На берегах Невы и Финского залива
«На берегу пустынных волн / Стоял он, дум великих полн…» Так начал свою «петербургскую повесть» Пушкин. Для современного русского читателя не составит труда продолжить эти строки, равно как и предположить, что привлечет наше особое внимание. Всего через несколько строк взору поэта представится «приют убогого чухонца» и избы, черневшие здесь и там «по мшистым, топким берегам». Канва для нашего повествования появляется, но много ли она ему дает? Смысл пушкинского сравнения сводится не к преемственности, но к противопоставлению первоначальной дикости и последующей культуры.

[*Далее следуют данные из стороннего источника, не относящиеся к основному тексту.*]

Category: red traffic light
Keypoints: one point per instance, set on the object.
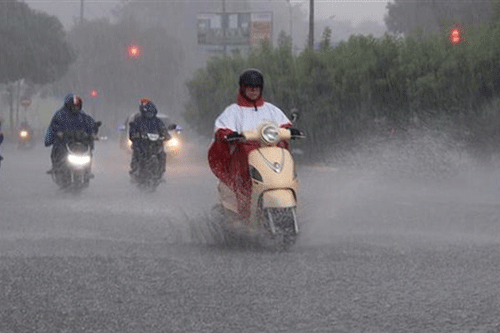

Не вызывает сомнения, что здесь А.С.Пушкин примыкал к тому, что думали и говорили сам основатель города и его ближайшие сподвижники. Напомним известный анекдот из собрания А.К.Нартова: «Его величество, идучи от строения Санкт-Петербургской крепости и садясь в шлюпку, взглянул на первый свой домик и говорил: „От малой хижины возрастает город. Где прежде жили рыбаки, тут сооружается столица Петра. Всему время при помощи Божией“» (цитируем по изданию 1993:295). Таким образом, рыбацкие хижины были на месте города до его заложения, но вырос он из домика Петра Великого. Разница есть, и весьма существенная.
Домик Петра или, говоря на старинный лад, «первоначальный дворец» сохранился до наших лет, разве что немного врос в землю, покосился, да невские волны плещутся теперь гораздо дальше от его стен, чем три века назад. Открыв любой путеводитель, мы прочтем, что он был срублен солдатами-плотниками из сосновых тесаных бревен всего за три дня, скорее всего с 24 по 26 мая 1703 года, и представляет собой таким образом старейшее гражданское сооружение города. Так говорит история, но миф с нею расходится. По старому петербургскому преданию домик Петра представляет собой переустренную чухонскую хижину.
В краеведческой литературе это предание укоренилось довольно рано. Следы его можно обнаружить уже в собрании «Подлинных анекдотов о Петре Великом», собранных Яковом Штелином по горячим следам, нередко по материалам расспросов непосредственных участников событий. В анекдоте 60 Штелин пишет: «В 1703 году начал он в самом деле полагать основание сего города с крепостью на одной стороне Невы, и Адмиралтейством на другой. Он не нашел в сем месте ничего, кроме одной деревянной рыбачьей хижины на Петербургской стороне, в которой сперва и жил, и которая поныне еще для памяти сохранена и стоит под кровлею, утвержденною на каменных столбах» (цитируем по изданию 1993:344).
Конечно, Штелин был профессиональный мифотворец, «профессор аллегории». Его свидетельство следует принимать с поправкой – cum grano salis. Однако оно соответствовало неясному, но устойчивому образу, сложившемуся в сознании петербуржцев. Недаром чуткий к истории А.С.Пушкин не нашел возможным вполне от него отказаться. В подготовительных текстах к «Истории Петра Великого» он поместил под 1703 годом следующее замечание: «В крепости построена деревянная церковь во имя Петра и Павла, а близ оной, на месте, где стояла рыбачья хижина, деревянный же дворец на девяти саженях в длину и трех в ширину, о двух покоях с сенями и кухнею» (1984:293). Здесь получается, что домик был выстроен петровскими плотниками заново, но на старом фундаменте. В итоге получается компромиссный вариант, примиряющий историю и предание.